Spoof news snippets from Sunday 28 November 2010
Something They Agree Upon!
Presidents Obama and Bush recommending wearing adult diapers before reading WikiLeaks!
No Basketball Wound?
Basketball players say nothing happened to the President during their games. "But he mentioned talking to Michelle about her Mom always hanging around."
Court On Med Pot!
US Supreme Court with different members will take up the question of medical marijuana once again. Latest ruling will be made in smoke-filled room.
Obama: It's A "All In The Mind" Thing
WikiLeaks shows the United States Missile Shield is some lazer beams around the coast that would stop very little. Also, countries that we sold it to very upset.
WikiLeaks Cancels Prize
WikiLeaks revealed Obama comments cause Nobel Peace Prize to be recalled. "We are NOT Attention-grabbing, gumbies".
Harry's Plan comes together
William and Kate set the date, the date 66 years to the day that Hitler got married to Eva Braun. Harry celebrated by inviting William to a night of ceremony, where he asked him for the first born.

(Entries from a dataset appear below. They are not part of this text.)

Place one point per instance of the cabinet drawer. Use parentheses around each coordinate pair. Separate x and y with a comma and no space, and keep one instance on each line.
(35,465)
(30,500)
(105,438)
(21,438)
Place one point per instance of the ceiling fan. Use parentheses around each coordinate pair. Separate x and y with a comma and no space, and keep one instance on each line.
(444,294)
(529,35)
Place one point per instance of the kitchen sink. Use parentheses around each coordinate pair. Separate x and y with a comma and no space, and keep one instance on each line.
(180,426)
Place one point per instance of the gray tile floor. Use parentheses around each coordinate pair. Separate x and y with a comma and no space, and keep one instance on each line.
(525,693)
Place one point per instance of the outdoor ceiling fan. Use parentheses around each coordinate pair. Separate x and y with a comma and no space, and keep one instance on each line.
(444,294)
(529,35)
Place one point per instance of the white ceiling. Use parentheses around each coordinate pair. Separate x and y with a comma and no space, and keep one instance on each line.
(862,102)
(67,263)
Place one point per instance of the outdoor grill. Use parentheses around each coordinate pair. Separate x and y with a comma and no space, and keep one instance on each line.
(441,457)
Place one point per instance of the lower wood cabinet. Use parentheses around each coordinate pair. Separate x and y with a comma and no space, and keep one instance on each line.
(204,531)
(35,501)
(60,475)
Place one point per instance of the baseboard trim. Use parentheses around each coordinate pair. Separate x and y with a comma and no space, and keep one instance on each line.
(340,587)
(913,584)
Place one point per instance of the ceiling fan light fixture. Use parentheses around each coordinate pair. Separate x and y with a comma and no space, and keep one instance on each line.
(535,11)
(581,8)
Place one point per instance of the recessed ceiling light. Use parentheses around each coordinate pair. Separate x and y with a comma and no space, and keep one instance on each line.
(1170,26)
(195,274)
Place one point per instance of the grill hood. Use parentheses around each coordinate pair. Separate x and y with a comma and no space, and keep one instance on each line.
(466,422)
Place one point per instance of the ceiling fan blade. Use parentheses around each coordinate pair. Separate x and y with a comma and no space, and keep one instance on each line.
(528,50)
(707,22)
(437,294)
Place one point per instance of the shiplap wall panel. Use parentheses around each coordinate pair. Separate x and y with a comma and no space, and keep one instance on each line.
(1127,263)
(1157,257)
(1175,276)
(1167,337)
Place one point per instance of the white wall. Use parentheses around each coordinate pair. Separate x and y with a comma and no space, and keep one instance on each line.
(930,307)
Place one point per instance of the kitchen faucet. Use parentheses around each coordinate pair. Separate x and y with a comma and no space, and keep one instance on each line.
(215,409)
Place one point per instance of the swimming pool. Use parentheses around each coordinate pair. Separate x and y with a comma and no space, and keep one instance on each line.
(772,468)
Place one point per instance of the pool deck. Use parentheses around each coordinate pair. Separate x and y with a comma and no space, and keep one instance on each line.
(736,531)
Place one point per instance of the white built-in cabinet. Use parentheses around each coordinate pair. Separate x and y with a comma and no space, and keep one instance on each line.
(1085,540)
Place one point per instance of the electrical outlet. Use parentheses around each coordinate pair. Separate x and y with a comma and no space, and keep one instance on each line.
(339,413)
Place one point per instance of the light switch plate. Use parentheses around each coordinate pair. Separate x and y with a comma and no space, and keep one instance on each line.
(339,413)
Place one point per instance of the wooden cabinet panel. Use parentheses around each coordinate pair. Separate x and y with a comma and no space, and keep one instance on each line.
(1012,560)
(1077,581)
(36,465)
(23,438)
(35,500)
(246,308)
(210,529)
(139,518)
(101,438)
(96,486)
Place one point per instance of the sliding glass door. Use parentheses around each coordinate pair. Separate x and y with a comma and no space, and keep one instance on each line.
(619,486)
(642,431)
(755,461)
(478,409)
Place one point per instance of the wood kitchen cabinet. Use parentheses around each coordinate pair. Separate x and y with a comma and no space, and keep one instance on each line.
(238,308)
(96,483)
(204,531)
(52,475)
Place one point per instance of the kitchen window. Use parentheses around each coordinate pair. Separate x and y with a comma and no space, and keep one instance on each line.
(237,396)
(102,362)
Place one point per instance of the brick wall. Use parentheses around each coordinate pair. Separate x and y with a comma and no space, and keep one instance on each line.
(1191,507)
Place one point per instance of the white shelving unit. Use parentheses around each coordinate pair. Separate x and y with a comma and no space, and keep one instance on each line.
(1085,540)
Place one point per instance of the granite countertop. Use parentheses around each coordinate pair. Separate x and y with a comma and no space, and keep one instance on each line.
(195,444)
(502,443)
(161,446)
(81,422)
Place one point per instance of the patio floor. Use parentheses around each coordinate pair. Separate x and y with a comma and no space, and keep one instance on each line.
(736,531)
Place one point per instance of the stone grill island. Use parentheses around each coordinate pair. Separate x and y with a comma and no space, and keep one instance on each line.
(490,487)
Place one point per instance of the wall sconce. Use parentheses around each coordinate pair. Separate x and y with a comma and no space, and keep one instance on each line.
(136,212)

Fearless mice on the increase
A study was taken on mice to see how fearful they were, using a cat, 3 out of 10 weren't fearful, but they were the three blind mice.
Der Spiegel: #wikileaks 'nothing short of a political meltdown for US foreign policy. Goes with US, EU financial meltdowns.
Ar WikiLeaks A
Pentagon toughens security rules on use of flash drives following WikiLeaks release of war logs but are they a US double-bluff, leaking on purpose?
Spy On Diplomats
Leaked cables suggest diplomats ordered to engage in spying, an unheard of activity.
Fast Changes In East, Obama On Botttom Of Things?
Iran Fortifies Its Arsenal With the Aid of North Korea which came from China. Will Japan rearm?
Number 13 Unlucky For Saddam
WikiLeaks: US & Iraqi officials caught and hung twelve Saddam lookalikes before getting Saddam...they think.
President Gets Tough!
President Obama announces that he may hit WikiLeaks with a record slap on the wrist!
New Bush Project
Book signing tour by former President Bush dubbed "Project: Enduring Boredom".
Over 100 customers at airport searches shit all over inspectors. Airports say it was a coordinated protest.
Justin Bieber's Career On The Skids
Apparently his balls are about to drop. And that'll be the end of that.
There Goes Marquez With A.. Sorry Hocker..Right To The Head!!
Boxer Juan Manuel Marquez stops Michael Kershawn Katsidis. Announcers spit all over each other describing the match.
Nicole Sherzinger Appeals To Her Brit Fans:
"Stop calling me Nicole Shirtlifter. It's really annoying."
Copenhagen Super Bikeway!
Copenhagen plans super highways ... for bikes. Promise it will cut energy costs, healthier air, bikers.
Who's At The White House
Obama returns to basketball court after accident. Total war between China, NKorea and S.Korea and Japan!
Saudi King Walking
Saudi king is walking, says top official. "Should be back in the middle east and financing terrorists again in no time."
Department Stores Gain
Department stores gain, discounters lose traffic. "Not worth the crowds", the general opinion.
EU Approves The Bailout
EU approves $113 billion bailout for Ireland. Portugal now has hat in hand.
Washington In Complete Agreement
Mocks Obama With a Thanksgiving Message 'to All 57 States'. Obama counters by wearing old dress last worn by J. Edgar Hoover.
Lots Of Action Today
NKorea deploys surface-to-air missiles near Yellow Sea..fires artillery shells near Yeonpyeong Island...Japan loosens Godzilla, Hong Kong loosens King Kong!
Riot At Target, Stabbing At Best Buy
Crazed shoppers stampede at TARGET as Marine stabbed at BEST BUY. Season of Peace & Joy continues.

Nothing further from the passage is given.